14.S’agissantducas de M. Al-Assad, qui aurait déposé une requête contre la République de Djibouti devant la Commission africaine des droits de l’homme et des peuples, il convient de signaler que le Gouvernement djiboutien n’avait aucune connaissance des allégations de l’intéressé, qui affirme avoir été transféré à Djibouti depuis la Tanzanie pour y être interrogé à la demande de la CIA, avant d’être informé de l’affaire par la Commission africaine. Aucune entité djiboutienne n’a procédé à l’arrestation, au transport, à la détention ou au transfert de ce Yéménite vers un autre pays. À l’issue d’investigations, les autorités djiboutiennes confirment que la carte d’embarquement soumise comme preuve d’un vol à destination de Djibouti n’a été enregistrée ni par l’aviation civile de Djibouti, ni par celle de la Tanzanie. En tout état de cause, il n’existe pas de liaison aérienne régulière entre ces deux pays.

15.M.  Abdou (Djibouti), résumant les fonctions et attributions de la Commission nationale des droits de l’homme (CNDH) telles qu’elles sont énoncées dans le décret no 2008-0103, dit que la Commission émet des avis et des recommandations et élabore des rapports sur les questions de partie générale relative à la promotion et la protection des droits de l’homme et sur les situations spécifiques de violation des droits de l’homme dans le pays, de sa propre initiative ou à la demande des pouvoirs publics.
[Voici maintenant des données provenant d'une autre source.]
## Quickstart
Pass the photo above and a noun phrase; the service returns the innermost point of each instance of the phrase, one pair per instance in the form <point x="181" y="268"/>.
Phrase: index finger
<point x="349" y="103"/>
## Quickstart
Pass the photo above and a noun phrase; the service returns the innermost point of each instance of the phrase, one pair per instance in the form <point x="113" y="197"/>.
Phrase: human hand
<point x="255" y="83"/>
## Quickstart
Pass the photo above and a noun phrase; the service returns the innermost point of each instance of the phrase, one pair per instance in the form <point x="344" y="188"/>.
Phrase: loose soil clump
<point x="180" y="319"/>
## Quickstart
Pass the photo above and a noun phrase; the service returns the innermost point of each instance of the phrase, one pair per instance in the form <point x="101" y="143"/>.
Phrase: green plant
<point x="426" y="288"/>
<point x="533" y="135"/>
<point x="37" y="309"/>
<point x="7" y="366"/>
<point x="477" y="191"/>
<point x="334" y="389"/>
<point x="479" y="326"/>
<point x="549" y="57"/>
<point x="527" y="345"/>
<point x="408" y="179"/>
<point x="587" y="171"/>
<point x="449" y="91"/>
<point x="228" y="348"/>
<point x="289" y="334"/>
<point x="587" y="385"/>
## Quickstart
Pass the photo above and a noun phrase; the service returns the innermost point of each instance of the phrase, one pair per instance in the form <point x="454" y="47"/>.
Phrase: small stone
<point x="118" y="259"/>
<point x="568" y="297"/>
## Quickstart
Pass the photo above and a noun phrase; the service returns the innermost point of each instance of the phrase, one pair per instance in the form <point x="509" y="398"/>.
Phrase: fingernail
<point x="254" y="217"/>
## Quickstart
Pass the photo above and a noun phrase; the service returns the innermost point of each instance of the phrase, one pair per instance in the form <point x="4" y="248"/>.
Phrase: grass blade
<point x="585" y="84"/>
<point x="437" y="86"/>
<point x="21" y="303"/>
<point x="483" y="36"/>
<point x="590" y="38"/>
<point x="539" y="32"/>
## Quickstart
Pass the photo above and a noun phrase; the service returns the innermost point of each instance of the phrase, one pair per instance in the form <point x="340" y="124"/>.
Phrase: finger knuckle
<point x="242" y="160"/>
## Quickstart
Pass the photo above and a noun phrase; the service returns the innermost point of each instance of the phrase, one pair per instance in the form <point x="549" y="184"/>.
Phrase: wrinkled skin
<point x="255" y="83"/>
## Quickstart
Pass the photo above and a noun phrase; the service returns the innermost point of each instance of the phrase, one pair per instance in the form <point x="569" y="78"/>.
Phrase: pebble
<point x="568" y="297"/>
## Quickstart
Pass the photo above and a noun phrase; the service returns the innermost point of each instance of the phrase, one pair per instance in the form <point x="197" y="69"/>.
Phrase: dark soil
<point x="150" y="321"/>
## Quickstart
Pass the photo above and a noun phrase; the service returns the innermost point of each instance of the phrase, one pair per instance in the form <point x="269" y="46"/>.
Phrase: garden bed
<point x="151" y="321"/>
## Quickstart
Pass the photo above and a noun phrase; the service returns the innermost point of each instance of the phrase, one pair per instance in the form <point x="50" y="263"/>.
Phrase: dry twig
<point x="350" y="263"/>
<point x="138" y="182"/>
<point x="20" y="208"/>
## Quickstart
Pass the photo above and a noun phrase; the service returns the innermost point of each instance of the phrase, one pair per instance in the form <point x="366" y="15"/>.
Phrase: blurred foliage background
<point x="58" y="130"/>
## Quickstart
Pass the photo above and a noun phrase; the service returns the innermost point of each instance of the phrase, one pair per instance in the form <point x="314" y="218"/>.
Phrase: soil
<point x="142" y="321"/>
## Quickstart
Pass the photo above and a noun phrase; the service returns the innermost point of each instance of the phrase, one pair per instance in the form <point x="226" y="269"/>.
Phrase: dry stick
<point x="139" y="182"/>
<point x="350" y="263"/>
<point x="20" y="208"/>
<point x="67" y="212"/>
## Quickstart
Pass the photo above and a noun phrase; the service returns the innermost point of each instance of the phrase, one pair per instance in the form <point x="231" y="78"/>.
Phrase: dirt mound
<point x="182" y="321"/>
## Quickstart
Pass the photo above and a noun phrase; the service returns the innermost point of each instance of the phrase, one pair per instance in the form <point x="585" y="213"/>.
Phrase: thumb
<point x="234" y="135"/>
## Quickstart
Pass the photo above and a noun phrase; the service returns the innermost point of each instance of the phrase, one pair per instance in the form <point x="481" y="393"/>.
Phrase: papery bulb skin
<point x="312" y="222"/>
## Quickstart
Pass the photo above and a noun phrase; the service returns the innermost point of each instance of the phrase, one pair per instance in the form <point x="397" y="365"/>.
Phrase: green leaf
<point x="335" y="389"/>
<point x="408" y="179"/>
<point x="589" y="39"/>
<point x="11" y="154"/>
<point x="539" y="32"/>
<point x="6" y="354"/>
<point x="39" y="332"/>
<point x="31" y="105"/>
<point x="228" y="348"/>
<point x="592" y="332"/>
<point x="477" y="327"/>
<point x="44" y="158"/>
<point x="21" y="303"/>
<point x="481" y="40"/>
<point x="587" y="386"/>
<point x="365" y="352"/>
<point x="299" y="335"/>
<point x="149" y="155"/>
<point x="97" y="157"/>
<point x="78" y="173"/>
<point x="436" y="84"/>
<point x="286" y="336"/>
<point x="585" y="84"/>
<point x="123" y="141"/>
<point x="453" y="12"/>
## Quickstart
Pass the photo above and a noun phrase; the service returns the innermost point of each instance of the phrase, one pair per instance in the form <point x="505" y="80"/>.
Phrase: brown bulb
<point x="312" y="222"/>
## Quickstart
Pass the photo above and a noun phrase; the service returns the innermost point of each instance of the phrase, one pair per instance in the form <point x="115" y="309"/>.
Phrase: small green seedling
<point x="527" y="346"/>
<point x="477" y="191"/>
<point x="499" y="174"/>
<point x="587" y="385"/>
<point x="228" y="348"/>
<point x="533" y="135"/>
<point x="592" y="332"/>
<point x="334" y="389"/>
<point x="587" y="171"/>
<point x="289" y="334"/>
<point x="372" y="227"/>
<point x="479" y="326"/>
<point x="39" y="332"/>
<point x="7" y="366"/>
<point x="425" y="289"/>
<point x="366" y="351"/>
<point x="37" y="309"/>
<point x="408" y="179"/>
Elle contribue en outre à l’élaboration des rapports soumis par Djibouti aux organes conventionnels de l’ONU et à la Commission africaine des droits de l’homme. Grâce à la création, en 2008, de cette commission et du Comité interministériel de coordination du processus de rédaction et de soumission des rapports périodiques, le retard important accumulé dans la soumission des rapports périodiques a été résorbé et Djibouti a pu se soumettre à un Examen périodique universel en février 2009.
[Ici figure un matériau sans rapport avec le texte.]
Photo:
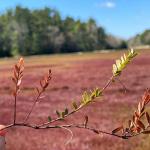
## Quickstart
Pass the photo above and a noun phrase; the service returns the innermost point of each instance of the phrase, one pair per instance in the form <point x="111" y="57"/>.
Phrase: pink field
<point x="73" y="74"/>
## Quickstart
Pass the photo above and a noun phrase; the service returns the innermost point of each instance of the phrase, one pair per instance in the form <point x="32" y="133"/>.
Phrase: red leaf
<point x="140" y="124"/>
<point x="147" y="117"/>
<point x="146" y="132"/>
<point x="117" y="129"/>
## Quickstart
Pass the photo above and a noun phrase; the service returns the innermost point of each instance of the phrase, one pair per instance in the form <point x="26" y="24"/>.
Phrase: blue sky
<point x="123" y="18"/>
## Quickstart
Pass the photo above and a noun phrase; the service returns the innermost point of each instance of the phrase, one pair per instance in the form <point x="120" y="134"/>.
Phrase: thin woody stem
<point x="79" y="108"/>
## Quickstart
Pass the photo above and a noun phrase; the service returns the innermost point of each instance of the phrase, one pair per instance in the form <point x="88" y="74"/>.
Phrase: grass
<point x="72" y="74"/>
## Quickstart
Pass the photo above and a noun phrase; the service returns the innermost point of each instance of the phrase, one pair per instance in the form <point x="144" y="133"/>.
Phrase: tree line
<point x="45" y="31"/>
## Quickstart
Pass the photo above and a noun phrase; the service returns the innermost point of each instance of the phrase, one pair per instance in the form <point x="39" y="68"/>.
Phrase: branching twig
<point x="18" y="74"/>
<point x="44" y="84"/>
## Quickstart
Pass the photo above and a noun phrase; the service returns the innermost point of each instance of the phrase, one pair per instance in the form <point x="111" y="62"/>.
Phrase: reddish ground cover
<point x="71" y="76"/>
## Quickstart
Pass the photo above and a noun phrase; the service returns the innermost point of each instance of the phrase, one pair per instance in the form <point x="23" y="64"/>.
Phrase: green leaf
<point x="122" y="62"/>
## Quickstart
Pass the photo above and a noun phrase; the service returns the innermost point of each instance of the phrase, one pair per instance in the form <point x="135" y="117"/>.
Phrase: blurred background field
<point x="79" y="41"/>
<point x="71" y="75"/>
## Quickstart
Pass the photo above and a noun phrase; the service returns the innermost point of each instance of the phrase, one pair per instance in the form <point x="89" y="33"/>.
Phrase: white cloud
<point x="107" y="4"/>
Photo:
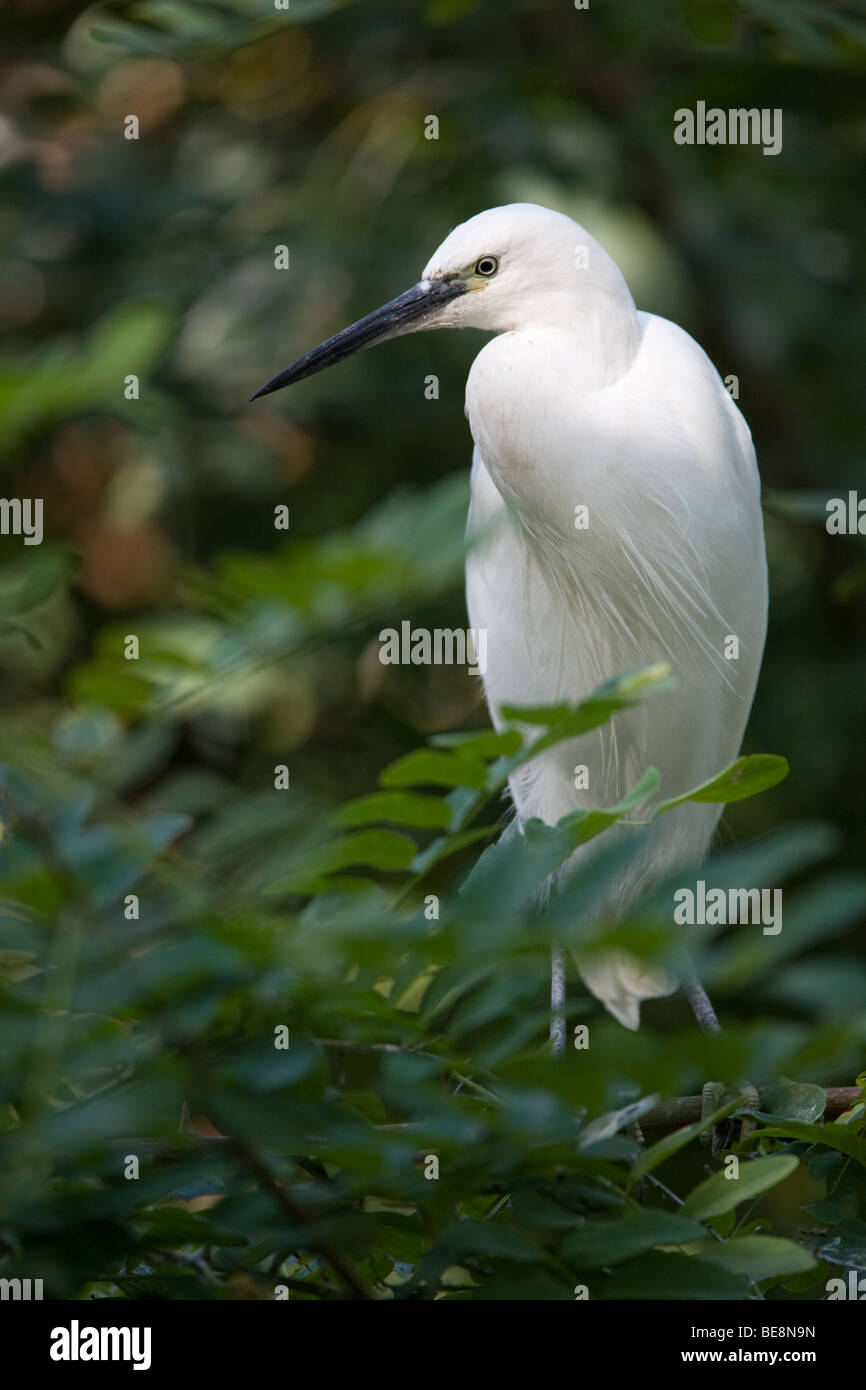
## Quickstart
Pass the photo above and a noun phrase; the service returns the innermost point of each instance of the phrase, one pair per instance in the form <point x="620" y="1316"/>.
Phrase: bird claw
<point x="730" y="1130"/>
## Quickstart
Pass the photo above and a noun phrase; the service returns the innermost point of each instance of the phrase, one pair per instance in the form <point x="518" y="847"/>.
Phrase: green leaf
<point x="485" y="744"/>
<point x="834" y="1136"/>
<point x="437" y="767"/>
<point x="608" y="1125"/>
<point x="612" y="1240"/>
<point x="382" y="849"/>
<point x="672" y="1144"/>
<point x="672" y="1276"/>
<point x="742" y="779"/>
<point x="398" y="808"/>
<point x="794" y="1100"/>
<point x="759" y="1257"/>
<point x="722" y="1194"/>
16.Des membres de la CNDH se sont récemment rendus à la prison de Gabode afin de vérifier les conditions de détention de personnes qui avaient été incarcérées après avoir participé à des manifestations, lors desquelles des édifices publics et privés avaient été saccagés à Djibouti. Ces détenus se plaignaient des restrictions qui leur étaient imposées concernant les visites familiales et de l’impossibilité de recevoir les soins médicaux dont ils avaient besoin. Un rapport a été soumis au Ministère de la justice par la Commission, qui a obtenu satisfaction puisque ces détenus ont été libérés.

17.Après avoir rendu visite à M. Mohamed Ahmed, dit Jabha, la Commission a confirmé que celui-ci n’avait pas été victime de tortures, mais qu’il souffrait d’une gastrite aiguë. Grâce à l’intervention de la Commission, les autorités pénitentiaires lui ont permis de recevoir les soins nécessaires à l’hôpital. L’intéressé se trouve toujours à la prison civile de Djibouti et la Commission a demandé aux autorités judiciaires de faire le nécessaire pour qu’il puisse être jugé sans tarder.

18.Le Président de la République peut présider le Conseil supérieur de la magistrature mais, dans la pratique, cette fonction est le plus souvent assumée par le Vice-Président du Conseil, qui est le Ministre de la justice. Lorsque le Conseil statue en matière disciplinaire, il est présidé par le Président de la Cour suprême ou par le Procureur général près la Cour suprême; les magistrats ne sont en effet jugés et sanctionnés que par leurs pairs. Les magistrats du siège, qui prennent les décisions, sont indépendants, tandis que les magistrats du parquet relèvent du Ministère de la justice.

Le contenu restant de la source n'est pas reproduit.